People can react with narcissistic traits and behaviors in a stressful
situation like when they lose their job or in situations of divorce
or other very hard life contexts. Suddenly, they will have increased
symptoms. Stress related with trauma can overwhelm the self and
trigger symptoms such as shame, humiliation and rage and extreme
self-esteem fluctuations. That can happen to people with relatively
healthy self-esteem as well as people who have propensity for narcissism.
My way of looking at narcissism is as a continuum. Narcissism is
like a dementia: from healthy narcissism to pathological to narcissistic
personality disorder to psychopathy. It is important to see that
everybody has narcissism, self esteem, self regard, self protection
and a normal sense of entitlement. There are a lot of normal aspects
to narcissism. In stressful situations, anybody's self esteem can
react to the extreme temporarily.
Q: In your research have you identified new ways of treating
the problem?
A: Psychoanalysis and analytic psychotherapy was long considered
the treatment method. But now group therapy is one way of treating
narcissism to make people with the same problem interact and recognize
it in each other. They can understand more about themselves through
others who are not too different.
Another way of treatment is family and couples therapy. Something
I suggested for some narcissistic people is DBT, dialectical behavior
therapy. It teaches skills to handle interpersonal relations and
emotional fluctuations and anger and suicidality.
Q: Can narcissism be cured?
A: There are several things that can contribute to change. One
has to do with maturity and learning through life experiences over
time. People tend to develop more self restraint. They can learn
from experience, our research has proven. If you have a capacity
to mourn or grieve or tolerate depression or regrets, you are more
likely to change. They can also benefit from psychotherapy focusing
on the lying, shame and superiority feelings that often force them
to act in the opposite direction, more superior or more entitled.

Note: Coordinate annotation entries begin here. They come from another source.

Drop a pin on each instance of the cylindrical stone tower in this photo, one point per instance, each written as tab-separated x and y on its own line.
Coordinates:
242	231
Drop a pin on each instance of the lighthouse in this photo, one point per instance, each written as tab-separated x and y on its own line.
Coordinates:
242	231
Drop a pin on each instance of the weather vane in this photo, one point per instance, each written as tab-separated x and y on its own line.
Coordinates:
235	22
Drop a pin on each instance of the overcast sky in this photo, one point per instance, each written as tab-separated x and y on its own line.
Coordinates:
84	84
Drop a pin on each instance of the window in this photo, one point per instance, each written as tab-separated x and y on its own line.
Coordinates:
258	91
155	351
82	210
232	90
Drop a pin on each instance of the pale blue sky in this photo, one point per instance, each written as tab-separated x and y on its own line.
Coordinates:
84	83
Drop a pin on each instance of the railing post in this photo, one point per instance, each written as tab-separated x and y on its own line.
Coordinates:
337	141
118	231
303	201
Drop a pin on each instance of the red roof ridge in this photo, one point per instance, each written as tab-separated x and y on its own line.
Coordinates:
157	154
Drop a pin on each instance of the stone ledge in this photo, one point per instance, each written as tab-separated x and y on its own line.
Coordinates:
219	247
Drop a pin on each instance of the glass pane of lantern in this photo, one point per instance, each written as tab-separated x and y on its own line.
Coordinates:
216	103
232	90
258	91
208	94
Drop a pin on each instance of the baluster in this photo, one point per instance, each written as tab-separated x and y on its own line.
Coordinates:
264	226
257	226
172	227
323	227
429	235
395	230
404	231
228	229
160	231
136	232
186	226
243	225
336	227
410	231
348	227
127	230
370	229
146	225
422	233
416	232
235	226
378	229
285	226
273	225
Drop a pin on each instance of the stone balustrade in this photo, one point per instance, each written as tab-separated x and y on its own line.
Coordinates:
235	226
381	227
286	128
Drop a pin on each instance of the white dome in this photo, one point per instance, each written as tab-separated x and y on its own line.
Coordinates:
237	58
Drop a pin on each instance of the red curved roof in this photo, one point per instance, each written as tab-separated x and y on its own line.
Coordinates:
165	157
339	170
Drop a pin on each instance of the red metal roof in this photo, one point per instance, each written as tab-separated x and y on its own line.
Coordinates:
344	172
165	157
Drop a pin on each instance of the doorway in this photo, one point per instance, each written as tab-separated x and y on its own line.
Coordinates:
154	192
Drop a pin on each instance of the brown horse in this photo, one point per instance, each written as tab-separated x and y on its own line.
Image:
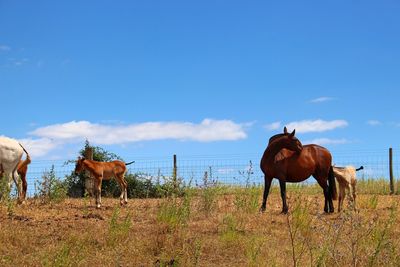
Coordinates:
105	171
287	160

It is important to see narcissistic disorder as a dialectical functioning
between very difficult feelings: a strong sense of inferiority and
the opposite, a sense of superiority and unrealistic entitlement.

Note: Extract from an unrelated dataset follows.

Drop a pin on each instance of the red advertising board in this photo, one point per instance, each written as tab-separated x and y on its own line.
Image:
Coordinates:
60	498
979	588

The purpose of the treatment is to see how these extremes can meet
in the middle.
Q: And many of them won't seek treatment in the first place,
because they don't see anything wrong. Is that a major issue?

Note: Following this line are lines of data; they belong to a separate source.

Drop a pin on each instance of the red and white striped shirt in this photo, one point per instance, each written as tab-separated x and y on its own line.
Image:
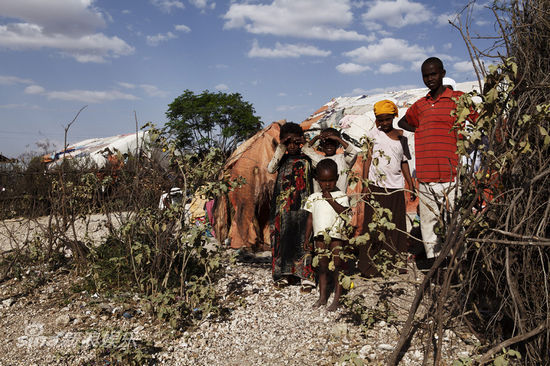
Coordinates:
435	142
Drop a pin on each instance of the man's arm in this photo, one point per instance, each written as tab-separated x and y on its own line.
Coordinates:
309	230
407	174
404	124
277	156
332	202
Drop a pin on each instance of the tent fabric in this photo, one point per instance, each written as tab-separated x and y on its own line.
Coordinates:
248	206
243	216
94	148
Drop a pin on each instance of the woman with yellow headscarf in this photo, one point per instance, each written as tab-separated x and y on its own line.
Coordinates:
386	170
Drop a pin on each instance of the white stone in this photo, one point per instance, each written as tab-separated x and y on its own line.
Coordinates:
385	347
8	302
62	320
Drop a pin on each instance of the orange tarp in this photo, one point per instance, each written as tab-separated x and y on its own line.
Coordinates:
248	208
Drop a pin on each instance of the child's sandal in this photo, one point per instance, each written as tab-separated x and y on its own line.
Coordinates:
283	282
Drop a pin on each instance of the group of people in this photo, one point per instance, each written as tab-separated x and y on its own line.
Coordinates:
309	207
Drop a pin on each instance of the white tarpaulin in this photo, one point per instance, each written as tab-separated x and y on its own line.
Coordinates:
354	116
95	148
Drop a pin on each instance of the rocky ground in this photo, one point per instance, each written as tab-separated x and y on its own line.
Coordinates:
47	318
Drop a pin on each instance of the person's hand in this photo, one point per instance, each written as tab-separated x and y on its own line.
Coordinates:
332	138
413	195
314	139
285	140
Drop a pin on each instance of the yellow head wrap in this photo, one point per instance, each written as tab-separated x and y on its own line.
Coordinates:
385	107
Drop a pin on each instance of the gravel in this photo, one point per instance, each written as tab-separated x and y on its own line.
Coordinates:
53	325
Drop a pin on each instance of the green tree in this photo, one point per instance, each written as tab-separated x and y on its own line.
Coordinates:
211	120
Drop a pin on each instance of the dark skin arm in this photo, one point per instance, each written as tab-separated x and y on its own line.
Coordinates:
405	125
407	175
332	202
338	139
365	175
309	229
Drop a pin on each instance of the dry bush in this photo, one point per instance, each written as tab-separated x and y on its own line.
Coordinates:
497	238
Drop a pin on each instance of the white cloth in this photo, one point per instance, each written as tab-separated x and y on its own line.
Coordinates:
324	216
276	159
436	199
344	162
387	155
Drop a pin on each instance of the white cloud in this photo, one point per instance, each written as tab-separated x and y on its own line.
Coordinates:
90	96
13	106
203	4
69	17
315	19
65	25
397	14
444	19
167	5
182	28
388	49
287	108
351	68
389	68
360	91
150	90
34	89
126	85
153	91
11	80
161	37
463	66
286	50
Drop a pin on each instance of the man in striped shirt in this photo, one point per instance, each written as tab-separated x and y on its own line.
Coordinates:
435	147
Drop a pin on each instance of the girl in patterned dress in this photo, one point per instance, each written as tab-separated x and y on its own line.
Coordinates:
287	218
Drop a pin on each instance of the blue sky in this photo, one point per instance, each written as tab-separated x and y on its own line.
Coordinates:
286	57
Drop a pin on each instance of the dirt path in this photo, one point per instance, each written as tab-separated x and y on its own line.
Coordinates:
55	323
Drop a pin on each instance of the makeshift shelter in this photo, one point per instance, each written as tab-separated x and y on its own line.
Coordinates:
243	216
97	149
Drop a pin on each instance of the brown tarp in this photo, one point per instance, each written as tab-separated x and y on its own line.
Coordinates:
243	214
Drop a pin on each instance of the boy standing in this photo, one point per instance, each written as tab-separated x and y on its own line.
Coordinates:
324	220
435	145
330	141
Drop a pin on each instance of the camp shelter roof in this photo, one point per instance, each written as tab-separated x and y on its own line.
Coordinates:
354	115
94	148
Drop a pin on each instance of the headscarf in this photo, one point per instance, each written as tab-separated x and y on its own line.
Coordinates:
385	107
450	82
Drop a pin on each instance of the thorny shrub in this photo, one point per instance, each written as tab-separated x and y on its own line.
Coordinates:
164	255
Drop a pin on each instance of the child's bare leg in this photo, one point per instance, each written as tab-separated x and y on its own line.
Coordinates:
335	247
323	276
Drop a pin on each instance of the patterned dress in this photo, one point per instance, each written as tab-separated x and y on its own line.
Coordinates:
288	219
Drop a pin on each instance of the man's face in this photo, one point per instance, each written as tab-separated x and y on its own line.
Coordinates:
384	122
327	179
432	75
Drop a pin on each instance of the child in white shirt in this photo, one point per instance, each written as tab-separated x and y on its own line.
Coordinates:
330	140
324	221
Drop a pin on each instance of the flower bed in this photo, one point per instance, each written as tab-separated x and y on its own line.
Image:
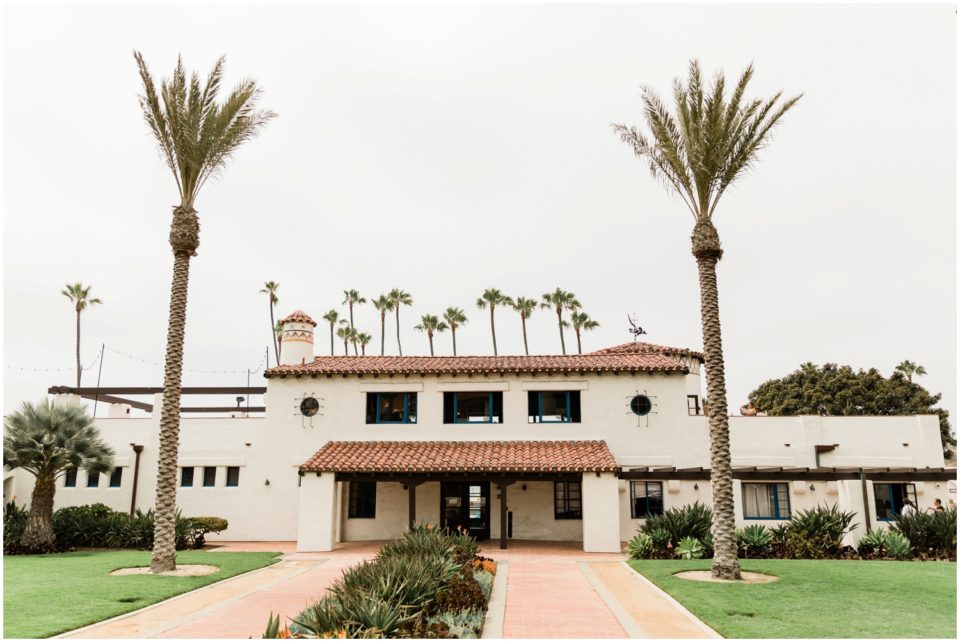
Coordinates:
428	584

A: Right, they only seek treatment if something happens. They
face an ultimatum: come to treatment or they will lose their job
or get divorced. They might have legal problems - something happens
that makes them realize they have to change. That's also why life
experiences are important. That is my next research project. I am
in the beginning of a project focusing on change in narcissistic
patients. I have developed a questionnaire and I am looking for
clinicians who have been treating people with narcissistic personality
disorder or significant narcissistic problems to be able to conceptualize
how narcissistic patients change.
Q: Narcissism gets a very bad rap, possibly worse than any other
mental illness. It is probably more consistently seen as a character
flaw, rather than an illness. Is this unfair and why?
A: I think it's a worthwhile issue for a psychologist to pay
attention to. Developmentally, we know that people who end up with
narcissistic personality disorder have had their share of developmental
experiences. There is documentation on a connection to cold or emotionally
unsatisfying or threatening developmental experiences or parental
relationships. Or they have been over-evaluated as children, assigned
tasks that are beyond their developmental capacities, for instance,
being a replacement for a spouse who left or a mother or sibling
who died.
Narcissistic people have long been considered to be lacking in
empathy. That's something I question. It may be more about the way
they practice empathic functioning. The real exciting thing happening
now is the research on empathy because that has opened up a way
of seeing empathy not just as something you have or don't have but
that there is a broad range of empathic functioning or capacity.
That's also part of my new research. I am looking into what influences
empathic functioning in narcissistic patients.